BANGALORE, INDIA: Enterprises implementing
grid computing have reported dramatic improvements in performance and scalability for certain category of applications.
However, the extent of improvement in performance of an application to be migrated to grid is not apparent before the code re-write actually takes place. Hence, a systematic prior analysis of the benefits of deploying a legacy application on to a grid can be very useful. This note investigates the issue describing a framework to do the same.
Introduction
Grid computing is evolving as a very useful technology in several domains. Several tools and methods have been developed to develop new applications that can directly run over grid. However, a systematic mechanism to migrate older/legacy applications (that were developed for single processor systems) to run over cluster/grid is not yet available.
Before applying one such mechanism, one needs to analyze whether performance and hence business value gained through grid-enabling the application is worth the investment. Enterprise applications typically consist of interconnected components or modules of code and data that work in coordination with each other.
When the application is migrated to a grid environment, it needs to be analyzed whether or not the different interconnected components can be broken up and distributed on to various nodes of the grid. In this note, we present a framework to systematically analyze legacy code modules for gridizability and performance.
The framework takes legacy code as input and spits out suggested modules that could be re-factored for grid environment.
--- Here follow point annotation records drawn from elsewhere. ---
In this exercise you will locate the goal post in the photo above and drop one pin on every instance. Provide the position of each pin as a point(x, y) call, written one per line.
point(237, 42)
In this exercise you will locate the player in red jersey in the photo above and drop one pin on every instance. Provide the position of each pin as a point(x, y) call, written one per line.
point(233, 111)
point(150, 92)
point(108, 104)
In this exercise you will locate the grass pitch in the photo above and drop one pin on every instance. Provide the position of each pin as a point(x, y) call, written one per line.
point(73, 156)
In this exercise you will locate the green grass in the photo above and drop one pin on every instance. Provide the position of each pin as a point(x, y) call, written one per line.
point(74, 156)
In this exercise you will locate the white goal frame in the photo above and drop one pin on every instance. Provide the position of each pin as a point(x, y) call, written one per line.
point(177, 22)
We call it Grid Application Migration Framework (GAMF).
Grid Application Migration Framework
The framework essentially consists of four parts. These are (i) Grid Code Analyzer, (ii) DAG Reducer, (iii) Cluster Generator, and (iv) Grid Simulator.
GCA is very much like a compiler generating intermediate code that can be represented in the form of a Directed Acyclic Graph (DAG) (Note 1). The architectural details of GCA can be seen in Note 2.
Since the number of nodes in a DAG is quite large, it is computationally infeasible to analyze such a big graph further. To manage the task graph we propose a novel DAG reduction algorithm to reduce the total number of nodes in DAG (Note 3).